When our children are secure with all the phases within our phonics scheme and can apply this in their reading, they are taught to read books that are not fully decodable. These books are high quality texts, covering a range of literature types seen in fiction, non-fiction and poetry across each half term. At the Woodland Academy Trust, we enhance learning in the wider curriculum by linking the books that are studied during these lessons to topics learnt in geography, science and history. This may include core texts, which can be found in each school’s curriculum handbook. We ensure that the content domains from the National Curriculum are taught through this approach. The Woodland Academy Trust also draw on strategies from Just Imagine’s Take One Book programme, to ensure that learning is engaging and relatable to pupils.
Reading for Pleasure
We are committed to developing our Reading for Pleasure pedagogy and are committed to ensuring that children’s experiences of reading are enriched through commitment to well-resourced library areas and book corners. Our aim is to build a community of readers.
Our writing curriculum aims to enhance topical learning through the use of core texts and teaching draws upon the EEF Improving Literacy Recommendations and Talk for Writing principles. The writing process is constantly adapted to meet the needs of the children in our schools. There is a culture of writing for a range of purposes to best prepare our children for the world beyond primary school. Children are taught to formulate and articulate increasingly sophisticated sentences as well as having regular opportunities to develop quality vocabulary and language choices. We provide regular opportunities to apply their writing skills in extended quality pieces of writing.
Our children are taught to speak clearly and convey ideas confidently using Standard English. They learn to justify ideas with reasons; ask questions to check understanding; develop vocabulary and build knowledge; negotiate; evaluate and build on the ideas of others; and select the appropriate register for effective communication. They are taught to give well-structured descriptions and explanations and develop their understanding through speculating, hypothesising and exploring ideas. This enables them to clarify their thinking as well as organise their ideas for writing.

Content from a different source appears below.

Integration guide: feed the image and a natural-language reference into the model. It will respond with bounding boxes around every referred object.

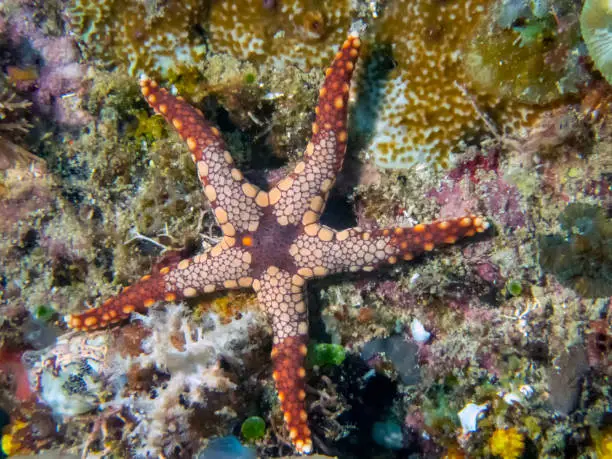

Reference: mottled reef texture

Acquisition and command of vocabulary are key to learning and progress across the whole curriculum. Teachers develop vocabulary actively, building systematically on their children’s current knowledge. They also make links between known and new vocabulary ensuring the children expand the vocabulary choices that are available to them when they write. Vocabulary is explicitly taught in all curriculum areas.

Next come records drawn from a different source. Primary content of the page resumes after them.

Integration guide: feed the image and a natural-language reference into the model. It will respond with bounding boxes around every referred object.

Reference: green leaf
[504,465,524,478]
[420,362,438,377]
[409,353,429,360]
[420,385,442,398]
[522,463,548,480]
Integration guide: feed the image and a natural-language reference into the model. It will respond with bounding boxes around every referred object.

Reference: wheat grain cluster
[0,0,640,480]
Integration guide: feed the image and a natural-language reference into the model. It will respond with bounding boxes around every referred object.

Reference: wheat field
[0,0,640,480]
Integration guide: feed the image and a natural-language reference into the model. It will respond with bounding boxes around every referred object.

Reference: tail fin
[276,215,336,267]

We have developed our very own bespoke Grammar, Punctuation and Spelling curriculum. Each year group covers key aspects linked to the National Curriculum starting with a ‘ready to write’ lesson and culminating in consolidation of learning opportunities. Each year group has a clear long-term overview which covers progression of grammar and punctuation skills. Our bespoke curriculum sets out the knowledge that children should learn for each GPS skill in each year group, including model questioning and ideas for teaching the content.
At the Woodland Academy Trust, we follow the Improvement in Schools through Handwriting and Art (ISHA) approach to handwriting. Systematically following the programme ensures that letters are correctly formed, and joins are taught once pupils are secure with letter formation. The style is semi cursive with no loops or lead ins.